Witches: Wicked, Wild & Wonderful , edited by Paula Guran
Witches are familiar characters in horror and fantasy fiction, their personalities being quite versatile, ranging from the wicked hag casting evil spells to the wise woman providing healing remedies and precious advise, from the old bitch to the young and sexy temptress ( of course, witches are mostly females, warlocks being much less popular)
Renowned editor Paula Guran has assembled a veritable literary “encyclopedia” about witches, featuring twenty-three stories which explore the various aspects of witchcraft.
Delia Sherman probes the secrets of Walpurga’s Night (Walpurgis Afternoon) and Theodora Goss (Lessons with Miss Gray) depicts how mirrors can become tools of witchcraft.
Mercedes Lackey (Nightside) and Elizabeth Bear (The Cold Blacksmith) portray women endowed with magical powers and devoted to fights the forces of evil threatening people’s safety, while TA Pratt provides a further adventure of her sorcerer Marla Mason ( I’ll Met in Ulthar) and Neil Gaiman describes a witch-ghost dating back to the reign of King James I of England (The Witch’s Headstone).
In Boris Chernevsky’s Hands Jane Yolen revisits the Russian myth of the infamous Baba Yaga whereas Andre Norton (The Way Wind) addresses the time-honoured concept of the link between virginity and the ability to perform magic.

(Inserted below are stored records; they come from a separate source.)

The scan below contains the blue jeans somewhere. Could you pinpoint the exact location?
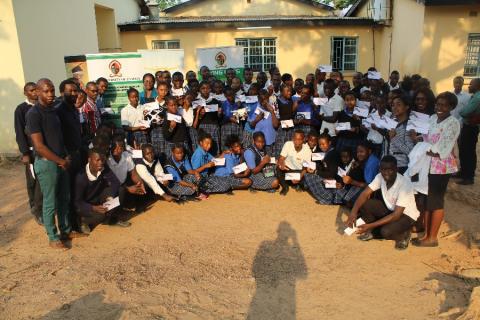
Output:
[34,158,71,241]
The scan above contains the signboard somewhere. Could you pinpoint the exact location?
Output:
[197,46,245,81]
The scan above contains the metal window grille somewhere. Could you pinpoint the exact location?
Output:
[331,37,358,71]
[236,38,277,72]
[463,33,480,77]
[152,40,180,49]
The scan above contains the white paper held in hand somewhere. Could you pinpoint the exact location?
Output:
[103,197,120,211]
[285,172,302,181]
[312,152,325,161]
[213,158,225,167]
[132,150,143,159]
[167,112,182,123]
[323,179,337,189]
[232,162,248,174]
[280,119,295,129]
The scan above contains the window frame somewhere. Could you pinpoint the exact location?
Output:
[330,36,360,72]
[235,37,277,72]
[152,39,181,50]
[463,33,480,78]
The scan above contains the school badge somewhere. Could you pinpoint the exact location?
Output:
[108,60,122,78]
[215,51,227,68]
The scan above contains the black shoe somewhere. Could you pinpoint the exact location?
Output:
[357,232,373,241]
[395,232,412,250]
[456,179,475,186]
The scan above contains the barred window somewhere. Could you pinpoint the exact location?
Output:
[330,37,358,71]
[463,33,480,77]
[236,38,277,72]
[152,40,180,49]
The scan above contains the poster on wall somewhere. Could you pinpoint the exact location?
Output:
[137,49,185,74]
[197,46,245,81]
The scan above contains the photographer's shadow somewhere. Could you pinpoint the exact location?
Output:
[247,221,308,320]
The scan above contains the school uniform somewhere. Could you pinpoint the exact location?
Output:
[359,173,420,241]
[320,94,345,137]
[14,100,43,222]
[26,103,71,241]
[243,145,277,190]
[120,104,147,145]
[220,100,243,150]
[214,153,248,189]
[197,95,221,155]
[74,163,123,225]
[192,147,232,193]
[163,113,190,159]
[139,88,158,104]
[144,99,167,158]
[253,106,277,154]
[273,96,295,157]
[304,148,342,204]
[242,102,260,148]
[335,109,363,154]
[165,156,200,196]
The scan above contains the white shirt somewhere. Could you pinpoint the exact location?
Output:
[107,151,135,184]
[320,94,345,137]
[452,91,472,123]
[120,104,145,127]
[135,159,165,196]
[85,163,102,182]
[280,141,312,170]
[368,173,420,221]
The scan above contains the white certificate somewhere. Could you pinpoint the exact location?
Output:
[353,107,370,118]
[335,122,352,131]
[337,167,347,178]
[205,104,218,112]
[103,197,120,211]
[297,112,312,120]
[213,158,225,167]
[159,173,173,181]
[245,96,258,103]
[280,119,295,129]
[232,162,248,174]
[167,113,182,123]
[313,97,328,106]
[285,172,302,181]
[323,179,337,189]
[303,161,317,170]
[312,152,325,161]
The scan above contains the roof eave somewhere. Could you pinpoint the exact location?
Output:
[118,18,376,32]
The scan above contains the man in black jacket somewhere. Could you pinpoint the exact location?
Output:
[14,82,43,225]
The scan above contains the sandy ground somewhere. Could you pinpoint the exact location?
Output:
[0,164,480,320]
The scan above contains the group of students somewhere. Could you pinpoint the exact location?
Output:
[15,67,480,249]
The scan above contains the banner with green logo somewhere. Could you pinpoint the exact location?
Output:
[197,46,245,81]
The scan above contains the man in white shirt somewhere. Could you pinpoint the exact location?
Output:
[346,156,420,250]
[451,76,472,124]
[277,130,312,196]
[320,79,345,137]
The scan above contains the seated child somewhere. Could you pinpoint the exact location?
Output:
[277,130,312,196]
[346,156,420,250]
[135,143,175,202]
[214,135,252,190]
[243,132,279,192]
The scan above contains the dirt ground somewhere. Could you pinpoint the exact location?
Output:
[0,164,480,320]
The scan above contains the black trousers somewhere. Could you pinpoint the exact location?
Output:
[360,199,415,241]
[458,124,478,180]
[25,165,43,220]
[277,167,302,188]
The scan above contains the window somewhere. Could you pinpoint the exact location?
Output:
[152,40,180,49]
[236,38,277,72]
[331,37,357,71]
[463,33,480,77]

The theme of witches’ “familiars” (mostly black cats) is developed by Madeleine l’Engle in Poor Little Saturday and the classical idea of witches flying on broomsticks is updated by Nancy Holder in The Only Way to Fly.
Most of the stories are well written and very entertaining , but, needless to say, the reviewer has his own favourite.
Basement Magic by Ellen Klages is an extremely enjoyable tale where an evil stepmother is defeated by a helpful servant while Mirage and Magia by famous author Tanith Lee is an enticing, masterful fantasy piece about an enchantress and her final confrontation with a truly invincible demon.
The dark The World is Cruel, My Daughter by Cory Skerry features a cruel witch who does not hesitate to kill her adopted daughter’s suitors and the excellent Bloodline by Silvia Moreno-Garcia is a well crafted family saga where all the female members are witches endowed with different powers.
In the cynic but compelling The Robbery by Cynthia Ward magic knots are instrumental in punishing a remorseless thief while the unusual, compelling The Ground Whereon She Stands by Leah Bobet perfectly blends the supernatural and intense, although restrained, lesbian eroticism.
Skin Deep by Richard Parks is a modern fairy tale where a young witch inherits from her Grandma the ability to wear different skins to transform herself and April in Paris by veteran Ursula K Le Guin is a delightful story where magic time travelling gathers in the same room in Paris people from different ages and races.
In short, whether you’re a witch lover or not, I’m sure you will love this superlative anthology.